Additional post-EUA data will be collected. Boosters will be needed when immunity from both vaccines wanes (one estimate is about 6 months after the primary series). The Advisory Committee on Immunization Practices noted in their deliberations that vaccine-induced antibody responses are higher and cross-neutralize variants (even Omicron) better than infection-induced immunity.4
Are there downsides to the vaccines? Naysayers question vaccinating children less than 5 years old with reasons containing enough “truth” that they catch people’s attention, for example, “young children don’t get very sick with COVID-19,” “most have been infected already,” “RNA for the spike protein stays in the body for months,” or “myocarditis.” Naysayers can quote references in reputable journals but seem to spin selected data out of context or quote unconfirmed data from the Vaccine Adverse Event Reporting System.
Reasons to vaccinate
- While children have milder disease than adults, mid-June 2022 surveillance indicated 50 hospitalizations and 1 pediatric death each day from SARS-CoV-2.5
- Vaccinating young children endows a foundation of vaccine-induced SARS-CoV-2 immunity that is superior to infection-induced immunity.4
- Long-term effects of large numbers of SARS-CoV-2 particles that enter every organ of a developing child have not been determined.

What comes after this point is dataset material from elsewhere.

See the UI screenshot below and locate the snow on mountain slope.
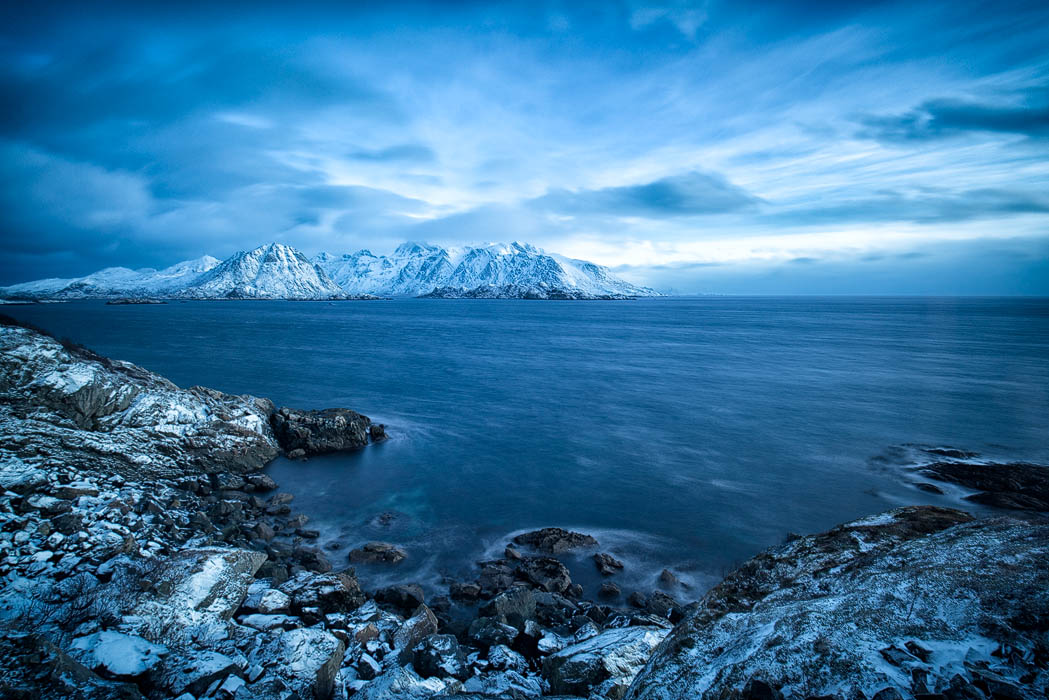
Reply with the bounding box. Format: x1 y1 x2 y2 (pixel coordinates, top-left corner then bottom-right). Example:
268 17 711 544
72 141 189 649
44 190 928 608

- Viral loads are lowered by prior vaccine; fewer viral replications lessen chances for newer variants to arise.
- Transmission is less in breakthrough infections than infections in the unvaccinated.
- Thirty percent of 5- to 11-year-olds hospitalized for SARS-CoV-2 had no underlying conditions;6 hospitalization rates in newborn to 4-year-olds have been the highest in the Omicron surge.7
- No myocarditis or pericarditis episodes have been detected in 6-month- to 11-year-old trials.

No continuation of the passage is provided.